Two anomalies at nuclear reactors, one related to the absolute antineutrino flux, one related to the antineutrino spectral shape, have drawn special attention to the field of reactor neutrino physics during the past decade. Numerous experimental efforts have been launched to investigate the reliability of flux models and to explore whether sterile neutrino oscillations are at the base of the experimental findings. This review aims to provide an overview on the status of experimental searches at reactors for sterile neutrino oscillations and measurements of the antineutrino spectral shape in mid-2021. The individual experimental approaches and results are reviewed. Moreover, global and joint oscillation and spectral shape analyses are discussed. Many experiments allow setting of constraints on sterile oscillation parameters, but cannot yet cover the entire relevant parameter space. Others find evidence in favour of certain parameter space regions.
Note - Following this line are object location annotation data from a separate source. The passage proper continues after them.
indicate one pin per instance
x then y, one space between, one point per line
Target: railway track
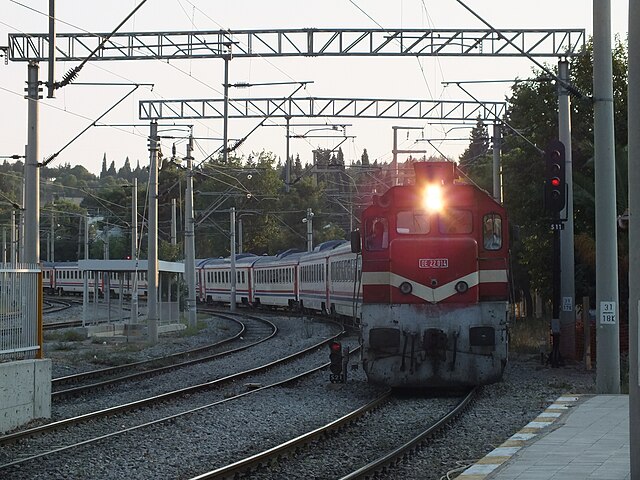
316 450
259 330
112 419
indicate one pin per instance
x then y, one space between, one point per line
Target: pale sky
77 106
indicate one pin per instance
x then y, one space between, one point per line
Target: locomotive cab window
413 223
377 233
492 231
455 221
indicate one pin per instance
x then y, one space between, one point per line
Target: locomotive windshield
377 230
413 222
454 220
492 232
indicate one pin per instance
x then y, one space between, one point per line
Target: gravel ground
236 429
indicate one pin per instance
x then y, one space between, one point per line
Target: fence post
586 322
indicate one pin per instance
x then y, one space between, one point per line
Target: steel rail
154 361
286 381
157 398
370 469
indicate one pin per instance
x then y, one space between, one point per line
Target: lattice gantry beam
321 107
300 42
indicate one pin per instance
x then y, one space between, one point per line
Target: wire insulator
69 77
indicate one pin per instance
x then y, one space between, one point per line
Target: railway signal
555 186
337 363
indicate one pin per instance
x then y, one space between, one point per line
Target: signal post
555 200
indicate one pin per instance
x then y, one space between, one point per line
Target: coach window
492 231
455 221
412 223
377 230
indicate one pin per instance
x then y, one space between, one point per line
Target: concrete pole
287 168
634 235
395 155
32 172
22 218
607 318
52 50
52 257
497 176
189 241
174 234
85 279
14 239
152 270
232 223
225 126
134 251
309 222
567 265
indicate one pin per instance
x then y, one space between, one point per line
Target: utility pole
634 235
232 224
225 126
567 267
134 251
497 173
189 240
32 172
52 256
52 50
287 163
14 239
85 279
607 317
152 269
174 234
396 170
309 221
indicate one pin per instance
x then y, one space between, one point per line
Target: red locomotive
434 282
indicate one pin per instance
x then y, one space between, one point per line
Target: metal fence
20 312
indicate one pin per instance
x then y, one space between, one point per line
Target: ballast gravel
230 431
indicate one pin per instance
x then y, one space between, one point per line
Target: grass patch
529 335
191 331
65 336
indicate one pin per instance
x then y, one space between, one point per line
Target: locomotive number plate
433 263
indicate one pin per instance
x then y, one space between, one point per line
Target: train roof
287 257
242 259
127 266
323 250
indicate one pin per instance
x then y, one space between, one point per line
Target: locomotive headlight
462 287
433 198
406 288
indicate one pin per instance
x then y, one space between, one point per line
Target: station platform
576 438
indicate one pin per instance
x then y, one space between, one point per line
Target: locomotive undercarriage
434 345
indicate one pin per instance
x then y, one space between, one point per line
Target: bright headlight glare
433 198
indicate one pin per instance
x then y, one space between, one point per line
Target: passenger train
65 278
425 279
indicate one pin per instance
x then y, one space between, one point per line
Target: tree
365 158
476 161
532 111
103 172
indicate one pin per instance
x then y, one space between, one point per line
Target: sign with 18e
607 313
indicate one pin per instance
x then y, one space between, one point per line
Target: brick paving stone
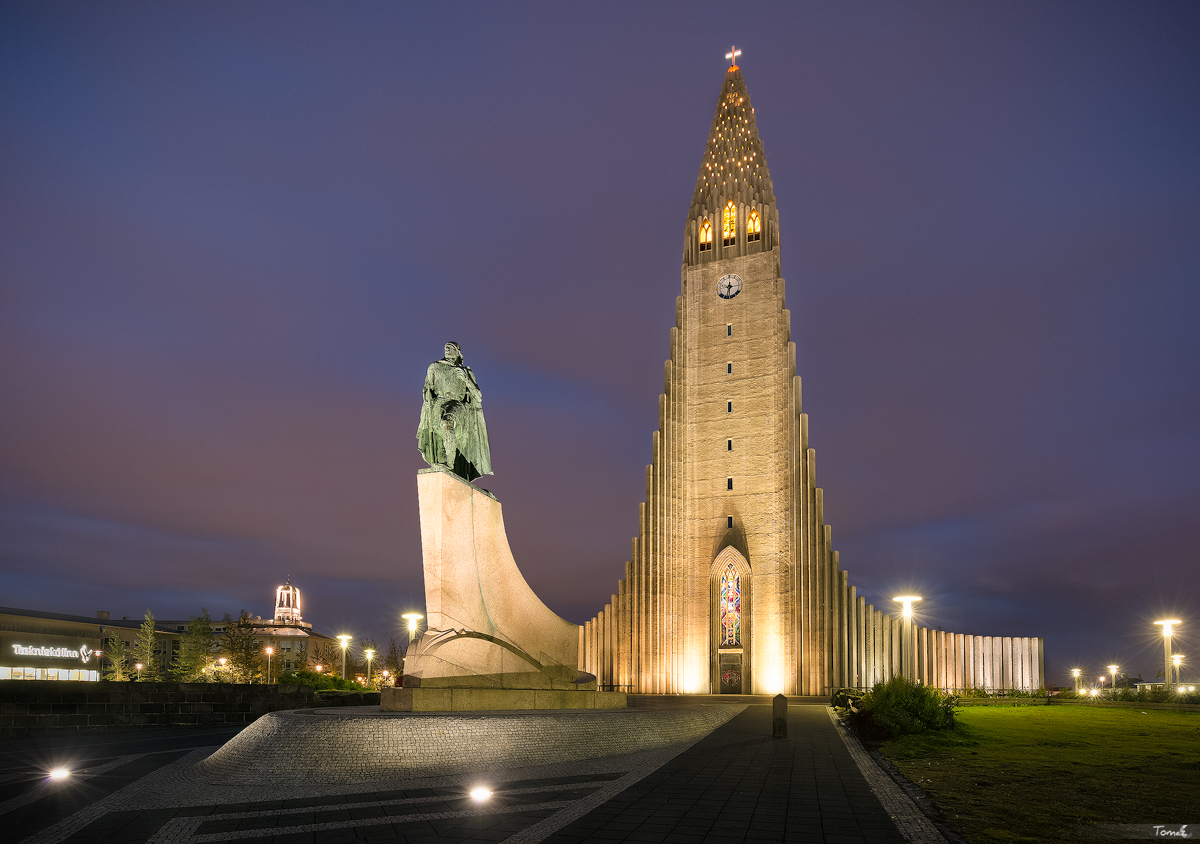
747 786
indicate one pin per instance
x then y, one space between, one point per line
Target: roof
131 623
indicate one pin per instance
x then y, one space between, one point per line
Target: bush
319 682
900 707
844 698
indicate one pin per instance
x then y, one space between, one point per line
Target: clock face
729 286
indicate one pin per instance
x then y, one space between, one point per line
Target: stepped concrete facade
733 584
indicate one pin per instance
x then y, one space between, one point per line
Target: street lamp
1168 628
346 644
907 664
412 618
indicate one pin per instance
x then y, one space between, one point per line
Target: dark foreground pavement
737 784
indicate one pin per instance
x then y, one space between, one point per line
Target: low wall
30 707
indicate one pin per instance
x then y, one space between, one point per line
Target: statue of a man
453 432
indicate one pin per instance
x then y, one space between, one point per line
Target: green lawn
1037 773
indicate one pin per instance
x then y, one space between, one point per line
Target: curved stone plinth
351 744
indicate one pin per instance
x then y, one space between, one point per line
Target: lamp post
412 618
1168 628
907 664
346 642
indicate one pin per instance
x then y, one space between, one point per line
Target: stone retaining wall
30 707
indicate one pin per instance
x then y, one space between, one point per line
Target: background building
54 646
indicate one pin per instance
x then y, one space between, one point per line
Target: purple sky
234 235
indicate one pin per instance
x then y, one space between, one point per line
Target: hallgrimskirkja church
733 585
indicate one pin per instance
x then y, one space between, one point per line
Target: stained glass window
731 608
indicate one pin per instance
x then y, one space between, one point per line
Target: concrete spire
735 165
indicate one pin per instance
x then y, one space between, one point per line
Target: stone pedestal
487 630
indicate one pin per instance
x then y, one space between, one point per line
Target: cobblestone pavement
736 784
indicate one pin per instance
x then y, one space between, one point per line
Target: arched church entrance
730 622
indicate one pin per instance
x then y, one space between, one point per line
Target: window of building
754 227
731 608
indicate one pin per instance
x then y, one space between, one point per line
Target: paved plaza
735 784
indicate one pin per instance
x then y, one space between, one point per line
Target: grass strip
1037 773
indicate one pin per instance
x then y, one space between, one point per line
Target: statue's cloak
450 389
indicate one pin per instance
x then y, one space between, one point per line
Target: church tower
732 585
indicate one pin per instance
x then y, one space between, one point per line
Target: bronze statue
453 432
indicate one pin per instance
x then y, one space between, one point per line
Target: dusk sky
234 235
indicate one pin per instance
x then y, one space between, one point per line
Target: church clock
729 286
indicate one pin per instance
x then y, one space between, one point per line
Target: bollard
779 717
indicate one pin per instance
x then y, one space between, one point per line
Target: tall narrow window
731 606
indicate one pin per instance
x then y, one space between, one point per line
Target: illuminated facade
733 584
55 646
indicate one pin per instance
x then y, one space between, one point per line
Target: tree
196 650
241 648
373 665
145 646
300 657
114 652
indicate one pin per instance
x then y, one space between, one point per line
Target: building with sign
54 646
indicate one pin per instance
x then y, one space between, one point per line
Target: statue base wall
497 700
491 644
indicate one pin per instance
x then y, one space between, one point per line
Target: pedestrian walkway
736 784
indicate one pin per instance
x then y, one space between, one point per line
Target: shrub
319 682
844 698
900 707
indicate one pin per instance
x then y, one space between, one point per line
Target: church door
730 633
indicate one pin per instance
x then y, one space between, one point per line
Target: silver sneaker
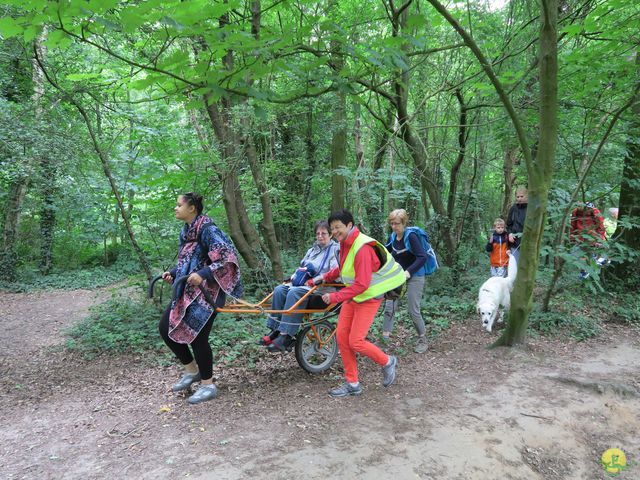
421 345
389 372
345 390
185 381
203 394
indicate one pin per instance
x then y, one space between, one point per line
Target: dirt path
457 412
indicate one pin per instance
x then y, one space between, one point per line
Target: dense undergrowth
30 279
127 322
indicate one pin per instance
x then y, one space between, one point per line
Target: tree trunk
338 153
629 205
8 260
244 236
374 195
267 227
416 148
47 168
510 156
339 137
308 171
540 173
102 155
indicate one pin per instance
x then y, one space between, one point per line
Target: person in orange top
356 314
587 233
499 247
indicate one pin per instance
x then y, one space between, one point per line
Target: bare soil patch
459 411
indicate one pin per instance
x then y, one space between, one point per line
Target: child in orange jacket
499 247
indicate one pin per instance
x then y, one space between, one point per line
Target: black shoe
281 344
268 339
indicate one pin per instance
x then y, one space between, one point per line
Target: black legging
200 344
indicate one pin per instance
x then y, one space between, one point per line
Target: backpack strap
203 247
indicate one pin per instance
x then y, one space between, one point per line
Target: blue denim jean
284 297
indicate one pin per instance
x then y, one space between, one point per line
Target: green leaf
9 27
572 29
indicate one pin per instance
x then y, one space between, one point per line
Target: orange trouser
354 322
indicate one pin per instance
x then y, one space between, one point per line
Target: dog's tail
512 271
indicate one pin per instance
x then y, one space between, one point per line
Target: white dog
496 293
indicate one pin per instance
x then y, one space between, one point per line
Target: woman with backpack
210 260
407 249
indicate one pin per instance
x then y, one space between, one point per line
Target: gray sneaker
185 381
345 390
389 372
421 345
203 394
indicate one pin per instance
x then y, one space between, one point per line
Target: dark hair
194 199
342 215
321 224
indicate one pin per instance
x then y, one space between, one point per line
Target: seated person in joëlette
320 258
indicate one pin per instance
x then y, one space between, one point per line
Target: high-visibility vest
389 276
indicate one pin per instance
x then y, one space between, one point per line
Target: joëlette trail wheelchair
316 348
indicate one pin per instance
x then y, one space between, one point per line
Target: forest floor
459 411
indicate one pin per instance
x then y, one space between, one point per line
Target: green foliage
86 278
577 326
126 325
119 325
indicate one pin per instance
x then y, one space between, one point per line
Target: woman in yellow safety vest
369 271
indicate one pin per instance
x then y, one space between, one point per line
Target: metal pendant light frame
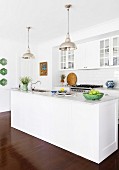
67 45
28 54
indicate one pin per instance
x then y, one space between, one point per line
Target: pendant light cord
68 21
In contrast, findings on the spectral shape appear to give an overall consistent picture across experiments and allow narrowing down of contributions of certain isotopes.

Highlights

  • During the last 20 years, measurements of neutrino oscillations in the three-flavour framework have determined all mixing angles and the magnitudes of the neutrino mass splittings [1,2,3]

  • The Reactor Antineutrino Anomaly (RAA) was discovered in a re-evaluation of the prediction of antineutrino spectra emitted by nuclear reactor cores in 2011 [5,6,7]

  • One can look at the common deficit of the 235 U component of the lowly enriched U cores (LEU) experiments Daya Bay and RENO by conducting a fit, where the isotopic inverse beta decay reaction (IBD) yields of 235 U and 239 Pu are free, while those of 238 U and 241 Pu are constrained to the prediction [49]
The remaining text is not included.